Researcher Database

#

Prof. Dr. Manfred Jung

Freiburg
Institute of Pharmaceutical Sciences

Albert-Ludwigs-Universität Freiburg

Albertstraße 25

79104 Freiburg

Program

Exploitation of Oncogenic Mechanisms (EOM)

Summary

Our group focusses on the investigation of epigenetic pathways using chemical tools. We work on the medicinal chemistry of potential therapeutic agents, develop chemical tools to interrogate biological questions and biochemical assays for epigenetic inhibitor screening as well as methods of cellular target engagement analysis.
In medicinal chemistry, we follow different approaches to identify new hit structures which are then optimized in iterative bioguided cycles of synthesis and testing. Such approaches are mechanism-based, ligand driven and structure driven, also using virtual screening (in collaborations).
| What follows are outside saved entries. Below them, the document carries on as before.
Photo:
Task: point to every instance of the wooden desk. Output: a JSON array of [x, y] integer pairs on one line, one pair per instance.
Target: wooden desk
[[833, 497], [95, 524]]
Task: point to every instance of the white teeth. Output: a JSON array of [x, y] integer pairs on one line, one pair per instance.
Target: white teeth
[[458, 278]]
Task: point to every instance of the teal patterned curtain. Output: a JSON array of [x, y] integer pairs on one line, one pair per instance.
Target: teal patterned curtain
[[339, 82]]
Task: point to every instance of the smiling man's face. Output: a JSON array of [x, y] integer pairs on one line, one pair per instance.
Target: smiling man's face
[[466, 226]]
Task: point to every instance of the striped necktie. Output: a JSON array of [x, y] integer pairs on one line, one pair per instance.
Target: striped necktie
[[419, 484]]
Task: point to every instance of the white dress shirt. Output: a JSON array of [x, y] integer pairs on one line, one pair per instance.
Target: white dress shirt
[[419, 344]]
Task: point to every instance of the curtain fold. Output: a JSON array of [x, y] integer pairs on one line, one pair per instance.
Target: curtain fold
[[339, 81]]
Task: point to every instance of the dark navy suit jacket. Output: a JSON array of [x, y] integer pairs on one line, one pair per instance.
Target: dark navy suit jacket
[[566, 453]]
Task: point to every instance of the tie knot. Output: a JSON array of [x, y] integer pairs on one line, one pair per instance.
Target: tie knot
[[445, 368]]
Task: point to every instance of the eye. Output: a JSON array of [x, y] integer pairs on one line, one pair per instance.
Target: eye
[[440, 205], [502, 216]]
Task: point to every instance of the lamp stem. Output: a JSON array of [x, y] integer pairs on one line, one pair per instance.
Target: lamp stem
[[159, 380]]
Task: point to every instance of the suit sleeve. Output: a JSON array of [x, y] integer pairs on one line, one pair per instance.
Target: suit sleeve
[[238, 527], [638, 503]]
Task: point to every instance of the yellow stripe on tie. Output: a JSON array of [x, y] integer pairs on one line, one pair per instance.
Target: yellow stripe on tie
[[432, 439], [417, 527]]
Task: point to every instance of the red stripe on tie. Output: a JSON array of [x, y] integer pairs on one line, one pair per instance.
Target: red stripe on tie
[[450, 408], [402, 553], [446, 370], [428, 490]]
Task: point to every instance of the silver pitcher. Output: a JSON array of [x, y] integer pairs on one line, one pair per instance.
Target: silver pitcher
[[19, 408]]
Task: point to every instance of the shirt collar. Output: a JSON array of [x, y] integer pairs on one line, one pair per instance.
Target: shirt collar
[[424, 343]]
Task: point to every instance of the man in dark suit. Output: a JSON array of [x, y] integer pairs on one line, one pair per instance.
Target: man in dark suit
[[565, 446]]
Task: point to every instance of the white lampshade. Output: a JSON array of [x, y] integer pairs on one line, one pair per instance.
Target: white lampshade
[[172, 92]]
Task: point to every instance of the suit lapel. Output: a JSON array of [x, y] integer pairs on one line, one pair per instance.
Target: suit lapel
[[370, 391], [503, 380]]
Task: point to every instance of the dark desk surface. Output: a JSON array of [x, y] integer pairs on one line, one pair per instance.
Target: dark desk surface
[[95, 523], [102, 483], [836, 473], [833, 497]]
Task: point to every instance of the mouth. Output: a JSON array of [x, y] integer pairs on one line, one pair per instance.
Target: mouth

Focussed library screening with enriched chemical libraries is also employed. Covered targets encompass histone deacetylases (HDACs and sirtuins), histone acetyltransferases, histone demethylases (LSD1 and JmJD-domain containing enzyms), histone methyltransferases and methyl-lysine binding proteins (e.g. Spindlin1).
We have assembled a focused epigenetic inhibitor library comprising 40 compounds covering all the major epigenetic target classes. This focused inhibitor set can be used in phenotypic or functional cellular models to generate new target dependence hypotheses. For chemical biology studies we work e.g. on biotinylated chemical probes for chemoproteomic approaches or fluorescence labelled inhibitors for cellular localization studies.
The development of biochemical screening assays focuses mainly on histone modifying enzymes but also involves protein-protein interactions of epigenetic reader proteins with client proteins, such as histones. We are also active in the expression and purification of target proteins. Available assays mostly use fluorescence based techniques (Fluorescence, fluorescence polarization, time-resolved fluorescence, AlphascreenR, FRET, luciferase, antibody-based assays, coupled assays) but we also employ biophysical techniques (Thermofluor-thermal stabilization, Biolayer interferometry). Cellular target engagement is studied using Western blotting and cellular thermal stabilization (CETSA).